After your agent is deployed to production, it's essential to continuously monitor its performance, quality, and usage patterns. Unlike traditional software where functionality is deterministic, gen AI apps can exhibit quality drift or unexpected behaviors as they encounter real-world inputs. Effective monitoring allows you to detect issues early, understand usage patterns, and continuously improve the quality of your application.

Set up agent monitoring

Mosaic AI provides built-in monitoring capabilities that allow you to track your agent's performance without building custom monitoring infrastructure:

  1. Create a monitor for your deployed agent.
  2. Configure sampling rate and frequency based on traffic volume and monitoring needs.
  3. Select quality metrics to automatically evaluate on sampled requests.

Key monitoring dimensions

In general, effective monitoring should cover three critical dimensions:

  1. Operational metrics

    • Request volume and patterns.
    • Response latency.
    • Error rates and types.
    • Token usage and costs.
  2. Quality metrics

    • Relevance to user queries.
    • Groundedness in retrieved context.
    • Safety and guideline adherence.
    • Overall quality pass rate.
  3. User feedback

    • Explicit feedback (thumbs up/down).
    • Implicit signals (follow-up questions, abandoned conversations).
    • Issues reported to support channels.

Use the monitoring UI

The monitoring UI provides visualized insights across these dimensions through two tabs.

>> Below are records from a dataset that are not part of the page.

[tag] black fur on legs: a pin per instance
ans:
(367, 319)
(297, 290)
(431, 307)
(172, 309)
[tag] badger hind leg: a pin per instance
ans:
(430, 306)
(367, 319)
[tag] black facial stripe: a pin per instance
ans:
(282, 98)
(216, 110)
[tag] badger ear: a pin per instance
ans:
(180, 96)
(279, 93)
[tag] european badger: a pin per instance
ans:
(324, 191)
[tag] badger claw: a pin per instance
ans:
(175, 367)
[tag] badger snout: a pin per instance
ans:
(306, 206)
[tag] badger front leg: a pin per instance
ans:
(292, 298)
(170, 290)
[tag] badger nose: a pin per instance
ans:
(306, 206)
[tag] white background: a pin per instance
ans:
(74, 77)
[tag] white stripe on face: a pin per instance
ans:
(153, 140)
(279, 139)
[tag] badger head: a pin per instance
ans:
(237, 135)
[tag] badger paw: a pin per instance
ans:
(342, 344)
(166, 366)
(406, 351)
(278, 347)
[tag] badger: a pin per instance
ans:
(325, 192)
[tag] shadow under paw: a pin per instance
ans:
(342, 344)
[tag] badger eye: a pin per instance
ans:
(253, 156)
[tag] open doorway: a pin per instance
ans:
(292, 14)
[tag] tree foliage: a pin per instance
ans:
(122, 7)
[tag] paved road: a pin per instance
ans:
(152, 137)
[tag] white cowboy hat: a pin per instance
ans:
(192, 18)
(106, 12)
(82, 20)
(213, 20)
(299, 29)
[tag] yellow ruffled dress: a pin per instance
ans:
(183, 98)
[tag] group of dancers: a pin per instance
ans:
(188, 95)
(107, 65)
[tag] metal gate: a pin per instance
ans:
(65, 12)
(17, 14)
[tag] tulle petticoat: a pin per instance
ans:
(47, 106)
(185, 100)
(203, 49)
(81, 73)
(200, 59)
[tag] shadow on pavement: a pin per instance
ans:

  • Charts tab: View trends in request volume, quality metrics, latency, and errors over time.
  • Logs tab: Examine individual requests and responses, including their evaluation results.

Filtering capabilities enable users to search for specific queries or filter by evaluation outcome. For more information, see Use the monitoring UI.

Create dashboards and alerts

For comprehensive monitoring:

  • Build custom dashboards using the monitoring data stored in the evaluated traces table.
  • Set up alerts for critical quality or operational thresholds.
  • Schedule regular quality reviews with key stakeholders.

Continuous improvement cycle

Monitoring is most valuable when it feeds back into your improvement process:

  1. Identify issues through monitoring metrics and user feedback.
  2. Export problematic examples to your evaluation set.
  3. Diagnose root causes using MLflow trace analysis and LLM judge results (as discussed in Common quality issues and how to fix them).
  4. Develop and test improvements against your expanded evaluation set.
  5. Deploy updates and monitor the impact.

This iterative, closed-loop approach helps ensure that your agent continues to improve based on real-world usage patterns, maintaining high quality while adapting to changing requirements and user behaviors. With Agent Monitoring you gain visibility into how your agent is performing in production, allowing you to proactively address issues and optimize quality and performance.